While Harrison has presided over most civil dockets, the most high profile one he has handled was the nation's busiest asbestos docket.
He took over the assignment - historically reserved for elected circuit judges - in December 2011 after Judge Barbara Crowder entered a controversial order designating the vast majority of valuabe advanced trial settings to asbestos firms that contributed to her campaign committee.
A few months into his tenure as asbestos judge, Harrison eliminated the practice of advanced trial setting, finding no continuing need for the pre-assignment of trial settings.
That order, he said, was "procedural." It provided that claims were to be set by motion on a case-by-case basis, with the elderly and dying to receive preference in trial settings.
In the wake of Harrison's procedural changes, new asbestos firms arrived on the scene, the number of new cases filed in Madison County exploded, and no longer were mesothelioma claims the predominant type of case filed.
When asked if he anticipated that type of result, Harrison deflected the question.
"The decisions made about when, where and what type of cases... did it open the door? I guess."
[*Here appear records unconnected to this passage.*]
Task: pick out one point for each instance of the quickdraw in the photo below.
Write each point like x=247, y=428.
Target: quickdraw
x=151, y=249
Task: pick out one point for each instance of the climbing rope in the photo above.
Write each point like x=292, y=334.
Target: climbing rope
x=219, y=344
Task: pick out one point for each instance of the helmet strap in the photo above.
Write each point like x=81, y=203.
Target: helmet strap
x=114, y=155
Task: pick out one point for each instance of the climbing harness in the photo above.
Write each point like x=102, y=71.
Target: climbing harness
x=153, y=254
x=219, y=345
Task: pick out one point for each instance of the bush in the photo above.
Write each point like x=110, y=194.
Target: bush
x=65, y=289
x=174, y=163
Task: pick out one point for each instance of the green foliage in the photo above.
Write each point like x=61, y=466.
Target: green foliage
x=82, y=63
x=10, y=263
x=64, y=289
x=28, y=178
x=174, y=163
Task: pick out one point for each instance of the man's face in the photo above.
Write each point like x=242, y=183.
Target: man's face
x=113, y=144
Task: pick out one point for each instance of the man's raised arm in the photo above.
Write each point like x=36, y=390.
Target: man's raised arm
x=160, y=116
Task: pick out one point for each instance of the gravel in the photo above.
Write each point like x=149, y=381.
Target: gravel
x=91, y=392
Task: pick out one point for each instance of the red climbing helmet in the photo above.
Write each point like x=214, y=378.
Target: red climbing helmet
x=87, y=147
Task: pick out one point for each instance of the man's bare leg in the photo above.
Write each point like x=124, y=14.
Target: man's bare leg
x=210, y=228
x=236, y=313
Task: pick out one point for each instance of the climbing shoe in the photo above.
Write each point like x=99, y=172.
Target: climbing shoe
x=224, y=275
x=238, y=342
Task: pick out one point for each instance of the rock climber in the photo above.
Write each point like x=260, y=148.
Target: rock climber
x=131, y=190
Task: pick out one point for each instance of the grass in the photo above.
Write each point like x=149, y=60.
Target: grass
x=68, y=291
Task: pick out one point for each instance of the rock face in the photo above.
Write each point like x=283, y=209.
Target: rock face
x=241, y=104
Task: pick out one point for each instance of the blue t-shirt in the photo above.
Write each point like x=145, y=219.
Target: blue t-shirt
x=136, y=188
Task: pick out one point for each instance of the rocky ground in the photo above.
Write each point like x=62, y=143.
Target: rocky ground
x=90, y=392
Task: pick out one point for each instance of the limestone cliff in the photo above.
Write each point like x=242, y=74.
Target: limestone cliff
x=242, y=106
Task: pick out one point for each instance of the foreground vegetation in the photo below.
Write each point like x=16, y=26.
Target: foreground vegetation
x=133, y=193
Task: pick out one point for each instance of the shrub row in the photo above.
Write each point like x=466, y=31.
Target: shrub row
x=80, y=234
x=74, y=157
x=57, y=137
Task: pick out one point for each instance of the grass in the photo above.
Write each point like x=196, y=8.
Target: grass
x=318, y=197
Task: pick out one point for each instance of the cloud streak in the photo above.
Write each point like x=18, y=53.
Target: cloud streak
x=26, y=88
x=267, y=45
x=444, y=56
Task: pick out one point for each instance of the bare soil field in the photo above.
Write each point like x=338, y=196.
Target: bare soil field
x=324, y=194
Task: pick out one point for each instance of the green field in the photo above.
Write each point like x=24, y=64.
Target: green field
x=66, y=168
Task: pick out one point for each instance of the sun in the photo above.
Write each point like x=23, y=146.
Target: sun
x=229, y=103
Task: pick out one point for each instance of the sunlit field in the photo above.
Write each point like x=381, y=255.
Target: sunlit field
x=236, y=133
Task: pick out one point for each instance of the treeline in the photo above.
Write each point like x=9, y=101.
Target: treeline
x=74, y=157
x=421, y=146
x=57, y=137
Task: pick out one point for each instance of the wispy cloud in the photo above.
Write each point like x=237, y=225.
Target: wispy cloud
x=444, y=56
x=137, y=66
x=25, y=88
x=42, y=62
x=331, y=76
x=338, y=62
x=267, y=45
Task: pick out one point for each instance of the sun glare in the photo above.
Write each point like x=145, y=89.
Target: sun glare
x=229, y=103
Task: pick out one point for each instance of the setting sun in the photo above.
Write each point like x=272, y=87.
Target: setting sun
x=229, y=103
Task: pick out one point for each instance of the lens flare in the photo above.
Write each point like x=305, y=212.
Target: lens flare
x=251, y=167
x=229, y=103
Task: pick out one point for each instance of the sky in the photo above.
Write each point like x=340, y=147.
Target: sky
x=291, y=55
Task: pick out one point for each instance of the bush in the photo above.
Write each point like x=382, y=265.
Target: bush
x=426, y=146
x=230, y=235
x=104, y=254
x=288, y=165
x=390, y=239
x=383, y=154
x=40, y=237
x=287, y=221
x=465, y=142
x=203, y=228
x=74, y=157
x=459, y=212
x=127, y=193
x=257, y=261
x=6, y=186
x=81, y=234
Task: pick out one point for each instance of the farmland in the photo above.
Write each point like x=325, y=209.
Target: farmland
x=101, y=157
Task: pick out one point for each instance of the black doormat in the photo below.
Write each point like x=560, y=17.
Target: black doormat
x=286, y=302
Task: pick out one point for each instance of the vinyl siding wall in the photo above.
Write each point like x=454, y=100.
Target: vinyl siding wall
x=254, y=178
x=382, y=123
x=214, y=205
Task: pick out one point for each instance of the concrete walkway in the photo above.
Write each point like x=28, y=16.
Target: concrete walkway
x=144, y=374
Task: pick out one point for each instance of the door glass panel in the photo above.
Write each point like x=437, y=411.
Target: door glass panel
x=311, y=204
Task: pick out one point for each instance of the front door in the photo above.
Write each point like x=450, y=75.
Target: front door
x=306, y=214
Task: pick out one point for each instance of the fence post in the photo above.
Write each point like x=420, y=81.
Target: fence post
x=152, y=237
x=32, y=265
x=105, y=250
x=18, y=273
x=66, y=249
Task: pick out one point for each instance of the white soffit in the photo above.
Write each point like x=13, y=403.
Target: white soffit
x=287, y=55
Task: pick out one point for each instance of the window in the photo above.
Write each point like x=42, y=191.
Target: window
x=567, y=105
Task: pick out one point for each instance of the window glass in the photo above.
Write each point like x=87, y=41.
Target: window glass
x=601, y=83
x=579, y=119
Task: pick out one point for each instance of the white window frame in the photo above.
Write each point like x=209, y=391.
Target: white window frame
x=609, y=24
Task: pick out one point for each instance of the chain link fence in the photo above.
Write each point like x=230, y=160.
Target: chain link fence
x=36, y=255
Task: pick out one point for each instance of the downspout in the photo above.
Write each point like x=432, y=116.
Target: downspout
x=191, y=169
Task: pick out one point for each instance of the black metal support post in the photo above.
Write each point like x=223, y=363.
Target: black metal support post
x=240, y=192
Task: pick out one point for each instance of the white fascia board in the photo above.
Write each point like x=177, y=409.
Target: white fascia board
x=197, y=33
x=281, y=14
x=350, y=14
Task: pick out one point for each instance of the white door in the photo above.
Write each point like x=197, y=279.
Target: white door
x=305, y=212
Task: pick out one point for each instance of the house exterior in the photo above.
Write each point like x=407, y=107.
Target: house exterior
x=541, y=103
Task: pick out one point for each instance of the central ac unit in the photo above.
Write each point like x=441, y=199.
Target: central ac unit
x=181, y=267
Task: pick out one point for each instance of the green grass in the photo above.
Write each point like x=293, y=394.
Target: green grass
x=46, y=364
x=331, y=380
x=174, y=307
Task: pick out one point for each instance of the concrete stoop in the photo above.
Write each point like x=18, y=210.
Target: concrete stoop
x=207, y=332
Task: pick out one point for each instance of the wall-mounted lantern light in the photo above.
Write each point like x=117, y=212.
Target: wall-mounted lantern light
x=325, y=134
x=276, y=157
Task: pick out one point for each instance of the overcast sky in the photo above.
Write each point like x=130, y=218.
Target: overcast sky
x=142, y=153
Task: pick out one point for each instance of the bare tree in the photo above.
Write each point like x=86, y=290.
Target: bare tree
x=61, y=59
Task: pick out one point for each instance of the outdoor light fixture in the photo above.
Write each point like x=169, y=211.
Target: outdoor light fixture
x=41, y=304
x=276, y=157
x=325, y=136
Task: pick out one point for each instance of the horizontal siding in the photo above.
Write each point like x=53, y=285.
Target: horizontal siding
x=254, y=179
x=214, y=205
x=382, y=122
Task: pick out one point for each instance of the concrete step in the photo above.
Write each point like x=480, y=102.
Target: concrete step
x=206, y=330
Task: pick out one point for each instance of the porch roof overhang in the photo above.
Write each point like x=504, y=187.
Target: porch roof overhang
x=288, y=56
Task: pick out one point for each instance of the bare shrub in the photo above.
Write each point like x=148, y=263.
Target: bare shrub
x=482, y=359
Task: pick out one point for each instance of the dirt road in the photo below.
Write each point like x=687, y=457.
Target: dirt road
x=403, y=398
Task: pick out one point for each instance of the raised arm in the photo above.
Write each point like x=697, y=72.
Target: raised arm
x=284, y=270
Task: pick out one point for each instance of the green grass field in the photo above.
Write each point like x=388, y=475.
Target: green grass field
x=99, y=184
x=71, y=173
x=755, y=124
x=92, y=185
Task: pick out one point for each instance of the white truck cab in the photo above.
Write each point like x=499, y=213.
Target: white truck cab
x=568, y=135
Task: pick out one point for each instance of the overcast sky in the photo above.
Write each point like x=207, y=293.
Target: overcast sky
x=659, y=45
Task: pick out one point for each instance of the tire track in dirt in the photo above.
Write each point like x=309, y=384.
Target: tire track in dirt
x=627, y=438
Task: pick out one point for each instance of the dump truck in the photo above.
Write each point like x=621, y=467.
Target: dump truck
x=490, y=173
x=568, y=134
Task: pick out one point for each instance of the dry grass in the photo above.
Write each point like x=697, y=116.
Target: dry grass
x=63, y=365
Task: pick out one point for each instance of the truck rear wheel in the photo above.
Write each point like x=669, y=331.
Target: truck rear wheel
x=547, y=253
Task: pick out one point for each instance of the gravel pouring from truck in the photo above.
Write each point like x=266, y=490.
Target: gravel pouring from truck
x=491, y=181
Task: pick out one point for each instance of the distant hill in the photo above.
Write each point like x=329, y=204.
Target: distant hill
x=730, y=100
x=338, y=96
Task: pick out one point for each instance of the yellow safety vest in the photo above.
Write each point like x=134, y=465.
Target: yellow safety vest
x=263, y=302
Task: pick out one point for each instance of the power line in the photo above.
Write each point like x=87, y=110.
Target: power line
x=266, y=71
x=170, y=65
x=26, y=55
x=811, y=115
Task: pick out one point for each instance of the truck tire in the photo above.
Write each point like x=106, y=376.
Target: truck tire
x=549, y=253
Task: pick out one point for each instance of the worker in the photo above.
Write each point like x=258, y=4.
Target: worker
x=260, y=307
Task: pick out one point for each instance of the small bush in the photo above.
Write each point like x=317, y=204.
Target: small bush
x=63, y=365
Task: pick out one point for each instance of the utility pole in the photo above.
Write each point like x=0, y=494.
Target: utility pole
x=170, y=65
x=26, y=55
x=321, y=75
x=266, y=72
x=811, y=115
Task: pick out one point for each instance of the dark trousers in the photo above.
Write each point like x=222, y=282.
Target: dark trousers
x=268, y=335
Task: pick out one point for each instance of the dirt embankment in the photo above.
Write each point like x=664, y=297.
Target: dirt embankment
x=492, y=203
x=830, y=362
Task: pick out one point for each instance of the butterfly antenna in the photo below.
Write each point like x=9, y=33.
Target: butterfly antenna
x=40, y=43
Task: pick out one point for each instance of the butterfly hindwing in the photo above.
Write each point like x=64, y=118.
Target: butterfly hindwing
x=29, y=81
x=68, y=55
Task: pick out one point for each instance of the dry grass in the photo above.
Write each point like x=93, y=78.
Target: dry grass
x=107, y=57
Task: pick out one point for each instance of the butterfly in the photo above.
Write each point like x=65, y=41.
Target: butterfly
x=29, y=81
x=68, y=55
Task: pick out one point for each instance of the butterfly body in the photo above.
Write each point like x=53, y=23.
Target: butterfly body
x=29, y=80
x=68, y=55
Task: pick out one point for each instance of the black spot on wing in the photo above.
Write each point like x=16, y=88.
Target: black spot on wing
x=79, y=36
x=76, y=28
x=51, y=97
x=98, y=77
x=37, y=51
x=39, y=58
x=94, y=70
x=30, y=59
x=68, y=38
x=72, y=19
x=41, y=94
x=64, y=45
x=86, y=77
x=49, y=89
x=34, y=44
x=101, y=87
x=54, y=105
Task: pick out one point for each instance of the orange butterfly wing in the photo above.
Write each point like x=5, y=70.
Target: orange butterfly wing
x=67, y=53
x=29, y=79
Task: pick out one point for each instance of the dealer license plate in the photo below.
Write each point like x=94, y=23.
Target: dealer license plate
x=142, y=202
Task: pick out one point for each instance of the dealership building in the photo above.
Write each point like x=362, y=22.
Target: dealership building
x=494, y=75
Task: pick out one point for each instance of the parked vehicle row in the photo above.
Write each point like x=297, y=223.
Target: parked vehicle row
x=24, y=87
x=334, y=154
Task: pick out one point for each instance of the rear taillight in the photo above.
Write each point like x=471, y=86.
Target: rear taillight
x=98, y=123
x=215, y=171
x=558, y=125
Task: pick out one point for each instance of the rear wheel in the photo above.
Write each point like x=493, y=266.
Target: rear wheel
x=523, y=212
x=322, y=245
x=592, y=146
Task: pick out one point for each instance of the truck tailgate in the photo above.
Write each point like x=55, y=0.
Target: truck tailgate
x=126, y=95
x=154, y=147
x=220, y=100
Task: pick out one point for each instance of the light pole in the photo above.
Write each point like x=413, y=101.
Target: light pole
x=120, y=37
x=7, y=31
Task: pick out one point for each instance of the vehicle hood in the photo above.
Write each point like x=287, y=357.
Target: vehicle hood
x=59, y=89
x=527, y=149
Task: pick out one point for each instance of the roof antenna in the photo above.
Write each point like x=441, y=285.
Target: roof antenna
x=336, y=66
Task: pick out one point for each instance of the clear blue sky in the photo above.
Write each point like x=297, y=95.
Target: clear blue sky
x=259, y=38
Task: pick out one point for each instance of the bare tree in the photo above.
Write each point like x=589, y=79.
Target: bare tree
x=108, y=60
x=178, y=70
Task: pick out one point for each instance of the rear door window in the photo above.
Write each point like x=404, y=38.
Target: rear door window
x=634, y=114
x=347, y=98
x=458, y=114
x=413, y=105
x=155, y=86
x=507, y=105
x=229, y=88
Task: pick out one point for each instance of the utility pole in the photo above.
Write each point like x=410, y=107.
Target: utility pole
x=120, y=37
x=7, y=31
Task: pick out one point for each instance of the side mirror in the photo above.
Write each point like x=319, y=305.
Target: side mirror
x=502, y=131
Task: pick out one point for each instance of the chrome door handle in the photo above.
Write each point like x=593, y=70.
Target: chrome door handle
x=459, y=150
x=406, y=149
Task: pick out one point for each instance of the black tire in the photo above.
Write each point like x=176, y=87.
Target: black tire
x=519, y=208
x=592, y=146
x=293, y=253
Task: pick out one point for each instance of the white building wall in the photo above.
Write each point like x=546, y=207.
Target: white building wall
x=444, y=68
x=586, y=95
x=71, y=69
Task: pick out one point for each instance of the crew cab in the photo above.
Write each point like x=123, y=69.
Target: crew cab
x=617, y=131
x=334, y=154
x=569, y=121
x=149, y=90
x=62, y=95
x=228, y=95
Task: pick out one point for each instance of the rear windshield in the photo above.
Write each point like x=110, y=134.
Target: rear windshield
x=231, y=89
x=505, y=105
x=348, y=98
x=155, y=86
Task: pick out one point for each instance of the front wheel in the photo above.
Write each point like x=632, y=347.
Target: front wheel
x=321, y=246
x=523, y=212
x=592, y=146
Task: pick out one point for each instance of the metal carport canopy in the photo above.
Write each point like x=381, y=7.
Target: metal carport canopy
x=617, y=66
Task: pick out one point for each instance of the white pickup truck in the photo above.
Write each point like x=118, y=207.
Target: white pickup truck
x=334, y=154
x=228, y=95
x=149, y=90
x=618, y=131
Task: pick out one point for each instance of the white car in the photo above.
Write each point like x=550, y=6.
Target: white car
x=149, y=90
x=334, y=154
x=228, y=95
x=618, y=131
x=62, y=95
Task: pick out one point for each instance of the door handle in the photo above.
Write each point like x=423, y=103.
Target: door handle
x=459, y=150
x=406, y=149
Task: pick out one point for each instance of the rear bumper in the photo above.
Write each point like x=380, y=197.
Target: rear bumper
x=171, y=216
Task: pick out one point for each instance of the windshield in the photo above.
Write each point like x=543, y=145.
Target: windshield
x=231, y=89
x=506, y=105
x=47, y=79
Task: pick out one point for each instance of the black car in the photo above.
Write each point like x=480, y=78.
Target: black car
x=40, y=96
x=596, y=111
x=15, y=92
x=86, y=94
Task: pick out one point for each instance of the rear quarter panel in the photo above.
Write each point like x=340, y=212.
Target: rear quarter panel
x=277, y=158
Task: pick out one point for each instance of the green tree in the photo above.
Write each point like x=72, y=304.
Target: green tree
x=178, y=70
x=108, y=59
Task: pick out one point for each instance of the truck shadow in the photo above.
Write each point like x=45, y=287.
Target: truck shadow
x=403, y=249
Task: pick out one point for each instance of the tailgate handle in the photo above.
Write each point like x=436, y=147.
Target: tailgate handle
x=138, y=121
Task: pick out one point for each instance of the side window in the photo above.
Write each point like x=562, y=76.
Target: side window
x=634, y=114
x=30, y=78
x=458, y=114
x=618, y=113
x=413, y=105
"The question was whether we could continue to do it the way it worked 10 years ago and I don't believe it could," he said.
He said that by the time he took over the docket there was no longer a small number of firms filing cases. In the past, he said that a small number of firms participated in a "high degree" of coordination "so things would not overlap."
"It's easier when two people go for lunch," he said.
At about the same time Harrison announced he was running for the circuit court seat, he was reassigned off the asbestos docket.
"It was not a permanent assignment. I knew I would not be doing it for the rest of" the term, he said.
Harrison's late father Moses Harrison had served as an Illinois Supreme Court Justice from 1992 until 2002. He died last year at age 81.
When asked what kind of impact his father has had on his career, Harrison responded,
"He has been a great influence, but probably not in the way you imagine."
He explained that his father's life set an example as a "caring and giving individual" who made great effort to be concerned about the needs of others.
"I didn't start out dreaming of being a judge and following in his footsteps," Harrison said. "Instead, it was the way my father lived his life" that affected him most, he said.
"I had observed that he enjoyed his position," Harrison said. "He said it was his opportunity to serve. I saw my opportunity to serve as well."